If you’re really not on a budget, make that a bistecca alla fiorentina – a T-boke steak simply seasoned with salt, pepper and some olive oil. If you like meat at all, this is your cena right there.
Nightlife in Florence
As you’ve already experienced all day long, everything in Florence is about your piazza – and so is nightlife. While there are some clubs around, it’s much more fun to buy a bottle of wine and mingle with the locals, for example in Piazza Santo Spirito.
If you’d rather enjoy your drinks in a bar, head to Via de Benci.
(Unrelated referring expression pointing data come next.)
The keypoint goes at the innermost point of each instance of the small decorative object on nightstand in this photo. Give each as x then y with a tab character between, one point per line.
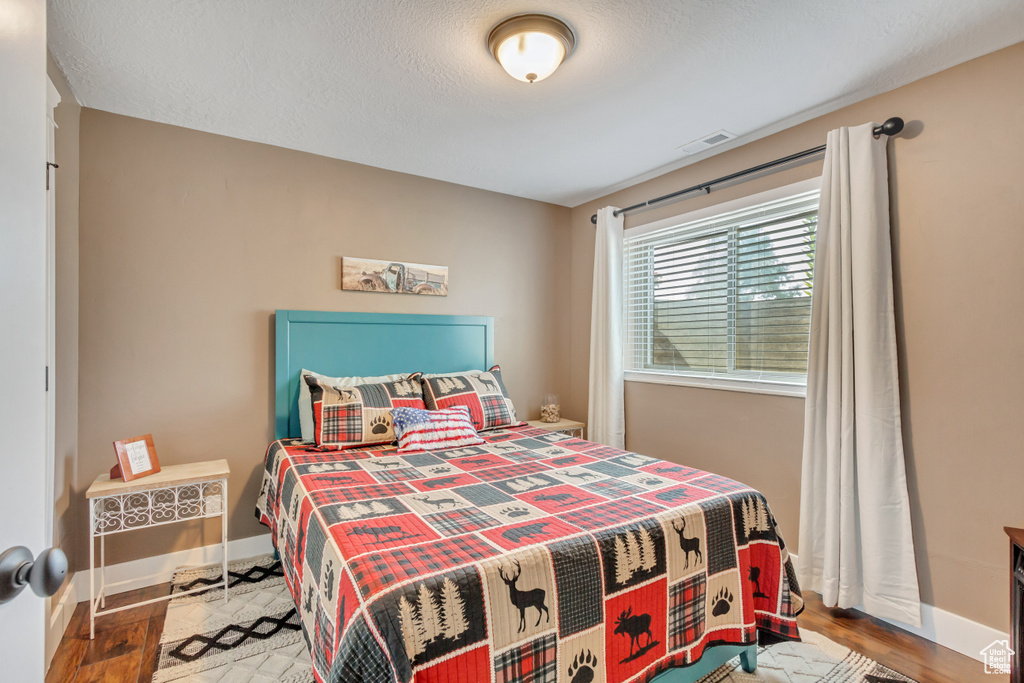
177	493
550	410
563	425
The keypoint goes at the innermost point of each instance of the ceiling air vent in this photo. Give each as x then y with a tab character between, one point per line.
707	141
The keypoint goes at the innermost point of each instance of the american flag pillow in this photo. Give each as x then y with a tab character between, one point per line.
432	430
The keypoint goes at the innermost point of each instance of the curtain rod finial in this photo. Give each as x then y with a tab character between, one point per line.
892	126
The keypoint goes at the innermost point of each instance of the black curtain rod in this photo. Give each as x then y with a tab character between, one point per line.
891	127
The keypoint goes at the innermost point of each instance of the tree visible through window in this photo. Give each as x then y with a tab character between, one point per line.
725	296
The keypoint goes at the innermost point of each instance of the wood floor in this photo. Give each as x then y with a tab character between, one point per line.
127	644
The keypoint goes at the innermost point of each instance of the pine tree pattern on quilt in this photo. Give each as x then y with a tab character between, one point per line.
534	557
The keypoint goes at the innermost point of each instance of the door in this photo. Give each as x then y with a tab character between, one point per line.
23	310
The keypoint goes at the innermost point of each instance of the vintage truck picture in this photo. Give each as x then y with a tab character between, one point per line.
368	274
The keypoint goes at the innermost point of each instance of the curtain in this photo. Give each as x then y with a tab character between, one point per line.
856	546
606	417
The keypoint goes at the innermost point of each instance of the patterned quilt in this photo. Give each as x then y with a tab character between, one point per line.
532	558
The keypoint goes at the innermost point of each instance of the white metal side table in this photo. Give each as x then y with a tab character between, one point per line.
176	494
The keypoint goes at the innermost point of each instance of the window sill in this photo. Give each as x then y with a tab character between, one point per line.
749	386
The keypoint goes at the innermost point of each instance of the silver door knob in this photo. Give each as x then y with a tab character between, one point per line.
17	569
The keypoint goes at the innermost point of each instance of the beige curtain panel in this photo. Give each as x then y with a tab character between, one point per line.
856	546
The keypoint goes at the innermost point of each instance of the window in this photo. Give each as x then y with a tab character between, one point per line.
723	297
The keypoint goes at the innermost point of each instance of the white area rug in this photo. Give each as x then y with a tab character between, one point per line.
816	658
256	637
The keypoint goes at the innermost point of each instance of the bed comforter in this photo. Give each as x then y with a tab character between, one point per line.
532	558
Walking up this busy street, you will encounter many drunk Italians/Internationals pouring from the bars along your way. Still walking straight by the time you reach Piazza Santa Croce? Hit Via San Giuseppe, then Via dei Macci. In a nice little passeggiata (stroll), you will reach Piazza Sant’Ambrogio. It’s mostly locals drinking in the piazza again, but there’s great bars around, too, like Sant’Ambrogio Caffè and Monkey Bar.
End your day at Kitsch, a Florence favourite bar that lives up to it’s name with it’s corny interior, but makes up for that by serving good reasonably prized drinks.
Where to stay in Florence?
Leone Blu – Residenza d’Epoca
Leone Blu is the exceptional Historic House of the Ricasoli Firidolfi family, located in the heart of the town, super close to the Arno river. This luxurious palace combines grandeur and historic with the modern Italian design.
Grand Hotel Minerva
Grand Hotel Minerva combines the finest tradition in hospitality with modern features and it’s set in one of the best locations in Florence – close to the main railway station, a few minutes from all major sights. The hotel features rooftop bar, swimming pool, gym and relax area with large jacuzzi.
Plus Florence is definitely one of the best hostels in the whole city. It features an outdoor pool, indoor pool, sauna, restaurant and a bar. It has an excellent location perfect for those interested in sightseeing. It’s the best choice for young travelers and those that are interested in meeting people on their travels.
Extra tips for visiting Florence:
– Florence doesn’t offer great public transportation, but you couldn’t care less. All the ways indicated in the itinerary can easily be done by walking. For an even more local experience, rent out some bikes at your hotel and ride your way through the cobblestone streets.
– Scams and pick-pocketing are a thing, just like in every other touristy place. Being wary and using common sense should usually be enough to stay safe.